I should first start off by stating that im in California and im have orientation tomorrow, will i be tested tomorrow and if so is it swab?


----------



## commiecorvus (Oct 13, 2021)

They don't do drug testing for stores anymore.
Back when I was working they did and it was the standard piss test.

Question, is English your second language?
Because I really don't want to make comments on your punctuation and sentence structure if that's the case.


----------



## versionDefect (Oct 13, 2021)

Heya, at my store we didn't get tested.

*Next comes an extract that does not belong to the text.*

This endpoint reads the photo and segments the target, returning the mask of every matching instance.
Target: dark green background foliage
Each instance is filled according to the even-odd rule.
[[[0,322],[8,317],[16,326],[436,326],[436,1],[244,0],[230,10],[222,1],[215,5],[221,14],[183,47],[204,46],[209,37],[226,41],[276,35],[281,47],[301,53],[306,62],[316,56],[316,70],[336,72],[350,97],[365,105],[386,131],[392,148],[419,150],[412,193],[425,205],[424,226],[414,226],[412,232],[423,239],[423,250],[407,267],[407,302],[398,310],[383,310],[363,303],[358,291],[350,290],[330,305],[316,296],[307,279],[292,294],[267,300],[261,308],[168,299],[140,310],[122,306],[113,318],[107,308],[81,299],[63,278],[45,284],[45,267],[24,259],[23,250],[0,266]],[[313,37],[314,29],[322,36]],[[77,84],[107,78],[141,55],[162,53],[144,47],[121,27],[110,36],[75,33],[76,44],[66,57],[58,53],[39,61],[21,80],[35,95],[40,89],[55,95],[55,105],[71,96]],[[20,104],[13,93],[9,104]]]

With that said if they think that you got high or drunk they will ask you to get tested.


----------



## Fluttervale (Oct 13, 2021)

Target doesn’t drug test new hires.  If you hurt yourself or someone else, you will be drug tested then.


----------



## MrT (Oct 13, 2021)

They drug test for ap i thought or maybe im wrong.  If you have orientation already doubt they want a drug test


----------



## buliSBI (Oct 13, 2021)

It was a standard urine and hair clipping test for me in 2000.  No more done now except for investigations and work injury reports I believe.


----------



## Dead and Khaki (Oct 13, 2021)

Well, this person sounds like good news.


----------